If you don’t bring forth what is within you,
what is within you will kill you.
The Gospel of Thomas
There is a moment carrying a child that the first movements are felt. It is usually a very subtle sensation—a flutter, like the womb has made wings. The feeling is so subtle that sometimes the first movements are not noticed at all. Sometimes the movements are missed because the day is full, full to overflowing, and the movements go unrecognized. Sometimes the movements are dismissed as a muscle twitch or some tickle in the gut. But sometimes, in a room with the door closed and the lights down, lying very still, the movements can be felt for what they are: a new reality announcing itself from within.
Sometimes what is in us, makes a louder declaration of its presence.
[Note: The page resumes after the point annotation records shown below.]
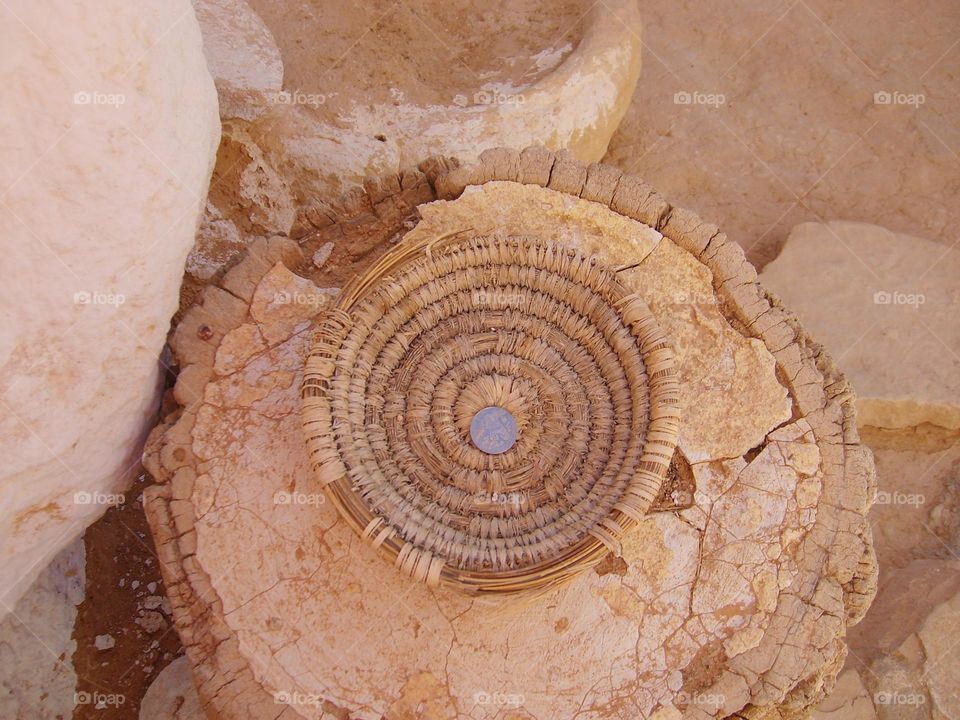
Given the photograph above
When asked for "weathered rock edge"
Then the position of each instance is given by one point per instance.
(818, 390)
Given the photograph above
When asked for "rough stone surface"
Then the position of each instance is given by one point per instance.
(172, 695)
(850, 700)
(887, 304)
(309, 622)
(242, 57)
(761, 117)
(371, 88)
(37, 678)
(100, 191)
(941, 667)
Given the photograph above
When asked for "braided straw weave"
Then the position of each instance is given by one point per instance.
(437, 331)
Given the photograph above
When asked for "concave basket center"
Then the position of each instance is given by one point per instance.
(493, 430)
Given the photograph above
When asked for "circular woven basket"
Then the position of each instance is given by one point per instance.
(438, 331)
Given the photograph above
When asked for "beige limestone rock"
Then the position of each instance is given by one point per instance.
(690, 622)
(172, 696)
(37, 677)
(242, 57)
(761, 117)
(109, 131)
(850, 700)
(371, 88)
(941, 668)
(887, 305)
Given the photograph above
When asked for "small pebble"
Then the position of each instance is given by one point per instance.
(151, 621)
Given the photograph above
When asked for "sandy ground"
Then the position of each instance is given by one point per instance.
(756, 115)
(762, 115)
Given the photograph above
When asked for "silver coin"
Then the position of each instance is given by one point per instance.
(493, 430)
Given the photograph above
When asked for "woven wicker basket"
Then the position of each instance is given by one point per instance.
(437, 331)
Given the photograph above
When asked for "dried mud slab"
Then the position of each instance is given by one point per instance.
(731, 598)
When I was pregnant with my first child, I had a recurring dream that a furry little creature, some sort of monkey, came out of my navel, looked up at me and waved, before crawling back inside. The dream both delighted me and terrified me.
The holy child in us, wants to be recognized. (In my case, a holy monkey.)
Meister Eckhart says: We are all meant to be mothers of God—all meant to bear Christ in the world. Being mother of God is not an instantaneous event, it is a becoming, always gestating Christ in us by our spiritual practice. A friend said to me this week: The first 40 years of parenting is really hard. We do not become a Christian; we are always becoming Christian—always gestating the divine within. There is a Reality within that performs somersaults to get our attention, that shows itself in our dreams.
Eckhart says by this holy work we are not transformed, we are superformed—made into the very Reality we gestate with us. As we seek the Christ, we become the Christ. We mother ourselves into spiritual wholeness. Advent is the season we are meant to commit ourselves as mothers to our own souls—the possibility is both delightful and terrifying.
We can bring forth what is within us. Or not.